I am trying to code a custom Probit function in Stan to improve my understanding of the Stan language and likelihoods. So far I've written the logarithm of the normal pdf but am receiving an error message that I've found to be unintelligible when I am trying to write the likelihood. What am I doing wrong?
Stan model
functions {
real normal_lpdf(real mu, real sigma) {
return -log(2 * pi()) / 2 - log(sigma)
- square(mu) / (2 * sigma^2);
}
real myprobit_lpdf(int y | real mu, real sigma) {
return normal_lpdf(mu, sigma)^y * (1 - normal_lpdf(mu, sigma))^(1-y);
}
}
data {
int N;
int y[N];
}
parameters {
real mu;
real<lower = 0> sigma;
}
model {
for (n in 1:N) {
target += myprobit_lpdf(y[n] | mu, sigma);
}
}
Error
PARSER EXPECTED: Error in stanc(model_code = paste(program, collapse = "\n"), model_name = model_cppname, : failed to parse Stan model 'Probit_lpdf' due to the above error.
R code to simulate data
## DESCRIPTION
# testing a Probit model
## DATA
N <- 2000
sigma <- 1
mu <- 0.3
u <- rnorm(N, 0, 2)
y.star <- rnorm(N, mu, sigma)
y <- ifelse(y.star > 0,1, 0)
data = list(
N = N,
y = y
)
## MODEL
out.stan <- stan("Probit_lpdf.stan",data = data, chains = 2, iter = 1000 )
The full error message is
SYNTAX ERROR, MESSAGE(S) FROM PARSER:
Probabilty functions with suffixes _lpdf, _lpmf, _lcdf, and _lccdf,
require a vertical bar (|) between the first two arguments.

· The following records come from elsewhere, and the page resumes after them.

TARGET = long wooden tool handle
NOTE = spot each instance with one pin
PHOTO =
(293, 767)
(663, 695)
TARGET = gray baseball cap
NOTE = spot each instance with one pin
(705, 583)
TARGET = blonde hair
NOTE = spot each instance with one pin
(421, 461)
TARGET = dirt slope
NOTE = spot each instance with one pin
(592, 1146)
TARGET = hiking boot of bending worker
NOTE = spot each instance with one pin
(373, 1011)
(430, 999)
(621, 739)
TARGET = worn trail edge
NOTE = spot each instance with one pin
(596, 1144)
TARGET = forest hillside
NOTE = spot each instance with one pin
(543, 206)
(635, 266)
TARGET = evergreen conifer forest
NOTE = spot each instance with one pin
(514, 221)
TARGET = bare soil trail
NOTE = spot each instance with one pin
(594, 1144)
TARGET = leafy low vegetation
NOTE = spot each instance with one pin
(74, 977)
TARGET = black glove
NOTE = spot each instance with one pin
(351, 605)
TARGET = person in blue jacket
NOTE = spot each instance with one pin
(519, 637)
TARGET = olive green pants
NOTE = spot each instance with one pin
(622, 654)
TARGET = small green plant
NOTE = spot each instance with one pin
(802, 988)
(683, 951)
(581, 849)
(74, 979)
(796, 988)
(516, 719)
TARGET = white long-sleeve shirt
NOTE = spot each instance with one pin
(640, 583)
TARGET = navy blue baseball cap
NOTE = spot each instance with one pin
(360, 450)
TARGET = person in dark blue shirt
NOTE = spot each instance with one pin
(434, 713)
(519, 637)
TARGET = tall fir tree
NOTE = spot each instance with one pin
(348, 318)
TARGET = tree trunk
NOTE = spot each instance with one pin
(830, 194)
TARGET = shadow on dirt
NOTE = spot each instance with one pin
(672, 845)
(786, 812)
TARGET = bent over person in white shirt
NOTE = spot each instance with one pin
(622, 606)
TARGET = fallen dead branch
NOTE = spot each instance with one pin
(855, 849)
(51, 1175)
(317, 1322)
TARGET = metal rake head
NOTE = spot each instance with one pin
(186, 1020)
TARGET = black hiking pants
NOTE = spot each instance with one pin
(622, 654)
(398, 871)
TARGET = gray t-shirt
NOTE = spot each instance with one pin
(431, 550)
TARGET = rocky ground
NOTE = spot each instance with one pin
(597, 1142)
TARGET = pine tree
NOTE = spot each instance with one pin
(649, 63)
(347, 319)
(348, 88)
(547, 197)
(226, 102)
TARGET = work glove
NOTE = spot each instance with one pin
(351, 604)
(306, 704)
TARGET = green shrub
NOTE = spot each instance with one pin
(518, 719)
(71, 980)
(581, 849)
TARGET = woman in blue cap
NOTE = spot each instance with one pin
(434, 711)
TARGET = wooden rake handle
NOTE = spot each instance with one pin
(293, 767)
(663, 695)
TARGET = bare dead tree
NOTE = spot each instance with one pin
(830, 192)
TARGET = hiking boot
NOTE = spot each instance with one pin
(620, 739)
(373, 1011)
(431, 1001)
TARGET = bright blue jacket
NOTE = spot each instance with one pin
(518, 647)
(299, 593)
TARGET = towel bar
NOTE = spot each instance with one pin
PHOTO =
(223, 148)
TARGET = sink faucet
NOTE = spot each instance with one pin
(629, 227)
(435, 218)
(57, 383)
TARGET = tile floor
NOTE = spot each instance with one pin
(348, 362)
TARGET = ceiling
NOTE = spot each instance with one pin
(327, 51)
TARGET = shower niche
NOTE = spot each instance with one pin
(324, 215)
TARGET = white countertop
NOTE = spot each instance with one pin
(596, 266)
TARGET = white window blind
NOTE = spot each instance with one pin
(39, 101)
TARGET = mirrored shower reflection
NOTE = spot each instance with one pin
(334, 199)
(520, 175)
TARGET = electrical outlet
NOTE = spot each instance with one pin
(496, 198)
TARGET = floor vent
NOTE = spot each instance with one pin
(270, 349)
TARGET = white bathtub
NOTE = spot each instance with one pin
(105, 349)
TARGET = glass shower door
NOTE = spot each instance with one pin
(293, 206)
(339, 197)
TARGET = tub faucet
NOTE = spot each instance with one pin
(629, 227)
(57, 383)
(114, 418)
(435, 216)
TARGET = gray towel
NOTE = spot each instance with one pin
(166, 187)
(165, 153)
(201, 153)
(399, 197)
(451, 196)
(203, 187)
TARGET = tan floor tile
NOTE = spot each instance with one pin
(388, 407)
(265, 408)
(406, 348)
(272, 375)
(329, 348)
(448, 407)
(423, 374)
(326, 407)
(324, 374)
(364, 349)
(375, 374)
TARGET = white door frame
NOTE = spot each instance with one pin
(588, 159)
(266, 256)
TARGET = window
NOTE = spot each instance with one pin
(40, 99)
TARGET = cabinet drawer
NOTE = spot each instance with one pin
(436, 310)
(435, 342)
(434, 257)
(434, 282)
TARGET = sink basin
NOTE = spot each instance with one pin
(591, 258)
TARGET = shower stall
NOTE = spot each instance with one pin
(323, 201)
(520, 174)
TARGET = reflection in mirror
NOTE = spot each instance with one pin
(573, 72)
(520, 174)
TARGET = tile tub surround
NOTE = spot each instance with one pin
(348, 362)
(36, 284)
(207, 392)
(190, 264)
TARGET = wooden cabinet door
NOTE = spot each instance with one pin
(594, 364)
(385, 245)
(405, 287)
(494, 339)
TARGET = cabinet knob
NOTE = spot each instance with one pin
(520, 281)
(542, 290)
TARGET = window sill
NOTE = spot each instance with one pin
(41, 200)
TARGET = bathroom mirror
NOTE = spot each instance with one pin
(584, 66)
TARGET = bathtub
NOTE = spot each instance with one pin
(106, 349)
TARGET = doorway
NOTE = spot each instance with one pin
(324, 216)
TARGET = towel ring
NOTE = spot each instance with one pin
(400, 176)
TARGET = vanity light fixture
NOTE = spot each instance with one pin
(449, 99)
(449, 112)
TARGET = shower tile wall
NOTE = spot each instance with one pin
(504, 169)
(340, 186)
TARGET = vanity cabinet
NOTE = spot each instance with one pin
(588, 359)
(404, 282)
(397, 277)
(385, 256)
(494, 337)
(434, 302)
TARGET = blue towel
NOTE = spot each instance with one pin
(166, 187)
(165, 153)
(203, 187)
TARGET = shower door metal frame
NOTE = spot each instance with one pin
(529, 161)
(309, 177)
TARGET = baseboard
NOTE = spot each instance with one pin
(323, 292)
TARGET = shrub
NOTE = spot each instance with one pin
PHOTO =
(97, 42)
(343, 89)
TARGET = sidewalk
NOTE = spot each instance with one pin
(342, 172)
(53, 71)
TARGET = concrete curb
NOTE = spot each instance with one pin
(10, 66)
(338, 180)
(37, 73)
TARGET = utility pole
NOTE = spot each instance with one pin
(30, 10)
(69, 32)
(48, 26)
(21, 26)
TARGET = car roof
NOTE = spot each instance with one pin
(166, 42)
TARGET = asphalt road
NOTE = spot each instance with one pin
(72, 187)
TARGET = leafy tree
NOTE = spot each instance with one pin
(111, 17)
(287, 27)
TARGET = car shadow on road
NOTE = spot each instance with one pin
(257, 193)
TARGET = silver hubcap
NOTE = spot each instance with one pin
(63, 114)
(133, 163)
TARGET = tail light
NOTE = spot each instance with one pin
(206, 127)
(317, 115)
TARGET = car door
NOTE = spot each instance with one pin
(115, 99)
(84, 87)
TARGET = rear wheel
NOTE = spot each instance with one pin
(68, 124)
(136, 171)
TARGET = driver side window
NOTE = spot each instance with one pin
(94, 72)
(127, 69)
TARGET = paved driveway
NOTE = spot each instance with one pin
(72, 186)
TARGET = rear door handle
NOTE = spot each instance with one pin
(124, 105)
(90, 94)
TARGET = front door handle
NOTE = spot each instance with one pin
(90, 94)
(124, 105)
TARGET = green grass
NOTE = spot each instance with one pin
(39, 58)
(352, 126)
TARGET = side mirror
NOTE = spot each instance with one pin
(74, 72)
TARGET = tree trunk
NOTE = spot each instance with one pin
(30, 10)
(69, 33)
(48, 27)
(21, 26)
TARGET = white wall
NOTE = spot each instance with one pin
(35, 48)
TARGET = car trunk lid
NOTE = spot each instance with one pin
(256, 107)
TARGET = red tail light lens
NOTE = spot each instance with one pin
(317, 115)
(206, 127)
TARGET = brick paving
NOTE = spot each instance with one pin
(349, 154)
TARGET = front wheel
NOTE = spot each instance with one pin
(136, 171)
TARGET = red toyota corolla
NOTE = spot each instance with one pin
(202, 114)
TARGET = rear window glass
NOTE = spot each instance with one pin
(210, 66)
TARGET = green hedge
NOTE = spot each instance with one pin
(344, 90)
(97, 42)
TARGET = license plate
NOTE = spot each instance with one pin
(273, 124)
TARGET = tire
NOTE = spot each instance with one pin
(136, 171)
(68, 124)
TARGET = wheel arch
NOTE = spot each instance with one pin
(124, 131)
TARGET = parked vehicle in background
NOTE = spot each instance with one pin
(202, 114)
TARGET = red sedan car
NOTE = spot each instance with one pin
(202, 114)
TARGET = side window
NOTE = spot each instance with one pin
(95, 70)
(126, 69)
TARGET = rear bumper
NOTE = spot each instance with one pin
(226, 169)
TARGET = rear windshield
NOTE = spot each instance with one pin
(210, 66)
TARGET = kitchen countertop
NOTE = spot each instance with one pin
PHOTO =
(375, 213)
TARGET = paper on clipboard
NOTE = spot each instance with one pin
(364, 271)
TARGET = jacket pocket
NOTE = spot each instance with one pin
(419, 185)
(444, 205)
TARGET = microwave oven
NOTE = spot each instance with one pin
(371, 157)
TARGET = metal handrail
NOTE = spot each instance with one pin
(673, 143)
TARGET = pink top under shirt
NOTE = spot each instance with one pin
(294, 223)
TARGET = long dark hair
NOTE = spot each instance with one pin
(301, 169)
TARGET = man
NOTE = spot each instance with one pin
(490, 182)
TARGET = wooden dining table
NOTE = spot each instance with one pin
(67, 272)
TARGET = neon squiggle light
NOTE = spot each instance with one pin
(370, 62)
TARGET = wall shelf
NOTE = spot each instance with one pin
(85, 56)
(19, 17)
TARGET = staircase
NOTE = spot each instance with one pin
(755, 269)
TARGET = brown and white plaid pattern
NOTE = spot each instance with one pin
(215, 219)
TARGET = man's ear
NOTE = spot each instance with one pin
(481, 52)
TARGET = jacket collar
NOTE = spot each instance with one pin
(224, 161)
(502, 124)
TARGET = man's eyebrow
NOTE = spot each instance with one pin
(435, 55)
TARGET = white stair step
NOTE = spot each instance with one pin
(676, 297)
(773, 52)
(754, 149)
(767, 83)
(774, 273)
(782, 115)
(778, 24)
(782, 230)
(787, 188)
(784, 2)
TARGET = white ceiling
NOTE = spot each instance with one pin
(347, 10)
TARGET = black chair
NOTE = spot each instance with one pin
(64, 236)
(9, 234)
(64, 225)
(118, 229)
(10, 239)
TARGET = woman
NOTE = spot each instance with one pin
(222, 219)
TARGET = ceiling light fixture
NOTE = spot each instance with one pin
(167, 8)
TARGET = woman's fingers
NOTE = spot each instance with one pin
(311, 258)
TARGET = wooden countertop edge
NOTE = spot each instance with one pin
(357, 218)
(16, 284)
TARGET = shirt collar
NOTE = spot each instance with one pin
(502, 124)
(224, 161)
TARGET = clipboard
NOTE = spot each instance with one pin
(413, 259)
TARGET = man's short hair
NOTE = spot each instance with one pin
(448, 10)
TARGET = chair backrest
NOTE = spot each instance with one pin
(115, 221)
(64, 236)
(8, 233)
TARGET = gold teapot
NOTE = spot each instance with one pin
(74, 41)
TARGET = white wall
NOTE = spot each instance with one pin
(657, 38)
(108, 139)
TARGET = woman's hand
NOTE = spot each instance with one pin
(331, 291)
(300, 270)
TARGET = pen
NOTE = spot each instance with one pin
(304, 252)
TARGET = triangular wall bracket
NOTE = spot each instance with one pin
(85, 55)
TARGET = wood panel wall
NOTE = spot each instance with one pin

error in 'model2a7252aef8cf_probit' at line 7, column 27
-------------------------------------------------
5: }
6: real myprobit_lpdf(real y, real mu, real sigma) {
7: return normal_lpdf(mu, sigma)^y * (1 - normal_lpdf(mu, sigma))^(1-y);
^
8: }
-------------------------------------------------
which is telling you that the normal_lpdf
function excepts three inputs and a vertical bar separating the first from the second.
It is also not a good idea to give your function the same name as a function that is already in the Stan language, such as normal_lpdf
.
But the functions you have written do not implement the log-likelihood of a probit model anyway. First, the standard deviation of the errors is not identified by the data, so you do not need sigma
. Then, the correct expressions would be something like
real Phi_mu = Phi(mu);
real log_Phi_mu = log(Phi_mu);
real log1m_Phi_mu = log1m(Phi_mu);
for (n in 1:N)
target += y[n] == 1 ? log_Phi_mu : log1m_Phi_mu;
although that is just a slow way of doing
target += bernoulli_lpmf(y | Phi(mu));